Efficiently following object references for large object collections and small main memory

Abstract

We consider queries over large object-oriented databases in which one class of objects contains references to another class of objects. In order to answer the query efficiently, the database system needs to be able to follow object pointers from a large collection of objects in a way that minimizes the I/O cost. Traditional techniques require significant redundant I/O when both the referencing class and the referenced class are substantially larger than main memory. We propose a new technique for processing a class of object-oriented queries that is an adaptation of the Jive-Join algorithm of Ross and Li. Our algorithm applies as long as the number of disk blocks in the referenced relation is roughly of the order of the square of the number of blocks that fit in main memory. The cost of the algorithm is at most one pass through each input class extension, one pass through an index file if there is an index, and two passes through a temporary file that contains the object-identifier of the referenced object for each output tuple.

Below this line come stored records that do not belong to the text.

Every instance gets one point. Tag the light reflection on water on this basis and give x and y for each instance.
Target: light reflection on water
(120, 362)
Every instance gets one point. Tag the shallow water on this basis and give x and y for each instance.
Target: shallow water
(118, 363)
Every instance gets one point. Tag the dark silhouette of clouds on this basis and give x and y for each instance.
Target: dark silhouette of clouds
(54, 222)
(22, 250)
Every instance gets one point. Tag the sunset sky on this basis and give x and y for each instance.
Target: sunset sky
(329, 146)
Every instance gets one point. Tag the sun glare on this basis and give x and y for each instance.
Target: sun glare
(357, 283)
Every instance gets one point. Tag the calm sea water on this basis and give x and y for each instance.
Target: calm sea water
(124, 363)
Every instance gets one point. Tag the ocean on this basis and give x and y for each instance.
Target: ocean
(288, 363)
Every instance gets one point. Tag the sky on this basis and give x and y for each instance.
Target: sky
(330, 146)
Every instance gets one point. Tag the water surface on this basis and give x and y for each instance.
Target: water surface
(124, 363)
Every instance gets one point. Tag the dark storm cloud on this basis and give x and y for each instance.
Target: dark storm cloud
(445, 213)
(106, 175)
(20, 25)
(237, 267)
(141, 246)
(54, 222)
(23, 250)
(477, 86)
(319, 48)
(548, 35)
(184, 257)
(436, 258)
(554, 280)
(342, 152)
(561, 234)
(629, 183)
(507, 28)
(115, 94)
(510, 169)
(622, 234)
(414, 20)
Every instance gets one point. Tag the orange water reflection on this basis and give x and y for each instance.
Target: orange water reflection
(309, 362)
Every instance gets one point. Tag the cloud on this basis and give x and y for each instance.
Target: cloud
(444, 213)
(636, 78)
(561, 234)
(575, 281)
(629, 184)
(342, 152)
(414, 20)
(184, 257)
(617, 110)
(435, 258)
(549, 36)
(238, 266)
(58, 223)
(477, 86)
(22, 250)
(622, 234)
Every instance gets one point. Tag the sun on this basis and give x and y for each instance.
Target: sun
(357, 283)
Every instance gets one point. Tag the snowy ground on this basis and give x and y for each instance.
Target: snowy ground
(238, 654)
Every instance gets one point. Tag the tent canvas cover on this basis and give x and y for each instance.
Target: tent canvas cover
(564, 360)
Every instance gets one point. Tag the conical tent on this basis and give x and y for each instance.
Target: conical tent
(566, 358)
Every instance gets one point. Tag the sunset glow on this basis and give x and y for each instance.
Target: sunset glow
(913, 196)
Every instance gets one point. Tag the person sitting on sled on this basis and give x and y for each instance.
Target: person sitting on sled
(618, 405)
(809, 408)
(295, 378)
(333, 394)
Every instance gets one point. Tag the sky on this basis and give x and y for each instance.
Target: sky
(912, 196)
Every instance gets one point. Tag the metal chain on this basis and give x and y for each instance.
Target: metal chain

Almost all of the I/O is sequential, resulting in minimal seek and rotational latencies. We analyze the cost of our algorithm, and compare our algorithm with a naive algorithm, and with an adaptation of an algorithm due to Valduriez. We demonstrate that under a wide range of circumstances, our algorithm performs significantly better than its competitors. The performance improvement is most dramatic when there is a small amount of memory, and when the input class extensions are very large.

This research was supported by a grant from the AT&T Foundation, by a David and Lucile Packard Foundation Fellowship in Science and Engineering, by a Sloan Foundation Fellowship, by NSF grants IRI-9209029, CDA-90-24735, and by an NSF Young Investigator award.